How expensive can Litigation Funding be?

Following the recent judgment of the Court of Appeal in England and Wales, commercial litigation funders can be liable for the costs of an action on the same basis as the funded litigant, even where the funded litigant is ordered to pay costs on an indemnity basis.

6 December 2016

Excalibur Ventures LLC (“Excalibur”) v Texas Keystone Inc and Others (“Texas and Others”)

Following the recent judgment of the Court of Appeal in England and Wales, commercial litigation funders can be liable for the costs of an action on the same basis as the funded litigant, even where the funded litigant is ordered to pay costs on an indemnity basis.

The law before the judgement
The position of a commercial litigation funder had been considered by the Court of Appeal in Arkin v Borchard Line Ltd (Nos 2 and 3), [2005] 1 WLR 3055. Known as the “Arkin Cap” this decision was authority for the proposition that a commercial funder, who financed part of a claimant’s costs of litigation, would be liable for costs if the action was unsuccessful, to the extent of the funding provided. It was thought that this balanced the competing principles of costs following success and access to justice. 

In light of the judgment in Excalibur, it would appear that such a limitation on exposure to costs has been called into question. 

The facts
When Excalibur brought their claim against Texas and Others for some US $1.65 billion in damages for an alleged breach of an agreement, they surely couldn’t have expected the scathing review of their action by Gloster J, who referred to it as “essentially speculative and opportunistic… based on no sound foundation in fact or law….replete with defect, illogicalities and inherent improbabilities”. The claim was that in making an introduction between Texas and another of the Defendants “Gulf”, Excalibur had an interest in an oil field that became the subject of a deal between the two defendants. The case failed on all points of the claim.

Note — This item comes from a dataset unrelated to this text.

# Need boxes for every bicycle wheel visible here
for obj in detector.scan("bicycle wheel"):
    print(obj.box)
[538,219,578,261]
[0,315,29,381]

The funding arrangement in place was extremely complex, but essentially consisted of four groups who in various ways provided either the funds to cover the legal fees or to cover the security for costs, as required by the court. All in all, the sum advanced between November 2010 and March 2013 was about £31.75 million. At the conclusion of the case, referred to in Gloster J’s opinion as “a resounding, indeed catastrophic, defeat”, costs were awarded on an indemnity basis in favour of the defendants. Generally, costs awarded on the indemnity basis need not be "proportionate". Any doubt as to the costs is resolved in favour of the receiving party. So this type of award is much more favourable to the receiving party. Indemnity costs are usually only awarded where there is disapproval of conduct by the paying party.

The Appeal
The trial judge concluded that, in looking at the economic realities of the situation, the investment by the funders in the litigation meant that where there was success, they were the ultimate beneficiaries. As such it was only proper that they also be joint and severally liable for the costs awarded against Excalibur. The funders appealed this point, their position being that, whilst it was accepted that the litigation was manifestly ill-founded, they should not be joint and severally liable for the costs on an indemnity basis, where they were not guilty of any discreditable conduct. 

The Decision
The appeal by the funders was unsuccessful. The decision, handed down on 18 November 2016, held the following:

  1. “Commercial” litigation funders, namely those who fund litigation in order to make a profit, may be required to pay the successful party’s costs on the same basis as the funded litigant, even where those costs are to be paid on an indemnity basis;
  2. Where a non-party commercial funder substantially controls the proceedings, and stands to reap the rewards of a successful action, they should be required to bear any risks associated with that action also. If the conduct is deemed by the Court to be worthy of criticism, then it will not make a difference that the conduct is done on behalf of the funders, say through their lawyers, rather than by the funder themselves; and
  3. Where the litigation funder has also received contributions by parent, sister or subsidiary companies, the costs orders can also be made against these entities regardless of whether or not they enjoy a separate corporate identity. 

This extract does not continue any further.